Victor was initially arrested and found to be in possession of weapons in Brownsville, and some of the weapons used in the attack were purchased only days before. So how did the weapons get to Nuevo Laredo and CDN, the criminal group supposedly responsible for the attack? Laredo, the sister city of Nuevo Laredo, is a 4 hour drive from Brownsville. Did the weapons cross at Brownsville into Matamoros, or were they smuggled somewhere else?

Historically, the city of Houston has been the distribution hub of the CDG which is where all the guns in the investigation were purchased. If the guns were acquired on behalf of the CDG, all of the facts of the case would add up and Matamoros would be the most likely place for the weapons to cross. But CDN/Los Zetas distribution hubs have historically been Austin, San Antonio and/or Dallas. If the guns used in the attack had come from any of those cities, that would not be surprising. But they didn't. They came from Houston and went through a guy in Matamoros.

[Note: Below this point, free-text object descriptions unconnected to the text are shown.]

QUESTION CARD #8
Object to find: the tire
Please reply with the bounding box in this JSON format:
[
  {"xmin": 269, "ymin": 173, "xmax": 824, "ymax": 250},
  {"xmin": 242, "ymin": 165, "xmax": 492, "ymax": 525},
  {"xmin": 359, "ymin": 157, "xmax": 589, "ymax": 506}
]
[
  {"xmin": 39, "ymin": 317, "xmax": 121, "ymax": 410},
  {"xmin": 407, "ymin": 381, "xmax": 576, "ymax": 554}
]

The factions of the Gulf Cartel (CDG) in Matamoros are also considered to have political favor in the state because they allegedly paid $10 million for the campaigns of the governor, Francisco García Cabeza de Vaca, and his senator brother, Ismael. Currently, the security strategy in Tamaulipas is to selectively prosecute certain groups like CDN in Nuevo Laredo and Los Metros in Reynosa, both historically rivals of the Gulf Cartel in Matamoros. While the reality of the way the arms trade actually works in Tamaulipas and Texas is much more complex than historic rivalries, it's still worth examining the political and criminal dynamics in the state.

What actually happened and how the weapons used in the Villa Unión attack got there is not yet clear. But the nexus with an alleged arms trafficker in Matamoros is another strange twist in a case with more questions than answers so far.